Dale is a construction worker with a 9-5 job. For the past two years, on the weekends, he crafts custom furniture that he sells on Etsy. To date, Dale has only managed to break even on his furniture. Since Dale has not generated a profit, he uses the nine factors defined by the IRS to determine if he is engaged in a business or a hobby. He determined that since he does not depend on the income from his activity and only works a few hours per week making furniture, this activity would be considered a hobby, partially deductible on his Schedule A.


Paul is a full time college student studying information technology at the University of Wisconsin. To gain experience and set himself up for when he graduates, he spends approximately 20 hours per week making websites for local Madison businesses. Paul makes money on the projects he charges for, however, he also does many projects for free and overall he has not yet turned a profit. Even though Paul's activity is not yet profitable, since he has the skills to make a successful web design business, conducts his activity in a professional manner, puts a significant amount of time into his activity (considering he is a student) and intends to pursue this full time when he graduates, he could likely consider his activity a business and report all of his revenues and expenses on his Schedule C.


Two years ago Adina quit her job as a welder so she could pursue her passion, building custom bicycles. She has not yet made a profit but she puts all of her time effort into building bicycles, her livelihood depends on this activity and she does all she can to improve the profitability of her operation. Even though Adina is not profitable, her activity likely meets enough of the IRS factors to be considered a business.


Ling is a retired CPA from Palm Beach, Florida who for the last five years has spent 6 hours per week tutoring accounting. Ling teaches accounting to keep busy, not because she wants to make a profit. However, given the nature of her activity she has made money from tutoring for four of the last five years. Since her activity meets the three of five years test, her tutoring would be considered a business and her expenses would be fully deductible on her Schedule C.

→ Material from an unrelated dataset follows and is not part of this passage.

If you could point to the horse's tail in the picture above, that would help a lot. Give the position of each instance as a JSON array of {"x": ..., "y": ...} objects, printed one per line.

  • Typically, the IRS will consider your activity a hobby if you are not trying to make a profit, whereas it would consider your activity a business if you are trying to profit. While this may seem like an easy distinction to make, for some part-timers it may not be so black and white.
  • Generally, your activity would be considered a business if your income from the activity exceeds your related deductions for at least three out of five consecutive years.
  • If your activity does not meet the three of five years test, you still may be able to consider your activity a business if some or all of the following apply (these are just a few of the criteria, refer to our diagram for a complete list): Does the amount of time you spend indicate you are trying to make a profit? Do you depend on income from the activity? Do you conduct the activity in a professional manner? Do you have the knowledge to make it a successful business? Have you been successful in the past making a profit from similar activities?
  • If your activity is classified as a business your revenues and expenses will be reported on your Schedule C. If your activity is classified as a hobby your income from the activity (if any) should be reported on line 21 of your Form 1040 while your expenses (limited to your gross income from the activity) should be reported on line 23 of your Schedule A (if you itemize), and will be deductible subject to the 2% of AGI floor. Also, note that you must deduct your hobby expenses in a specific order until you reach your gross income limit, starting with deductions you could take for personal and business activities (mortgage interest, taxes, etc.), followed by regular business deductions (advertising, utilities, etc.), and lastly by deductions related to property (depreciation, amortization, etc.).
  • If your activity is considered a business you will be subject to self employment tax, however, if it is considered a hobby you will not have to pay self employment tax on the income from your activity.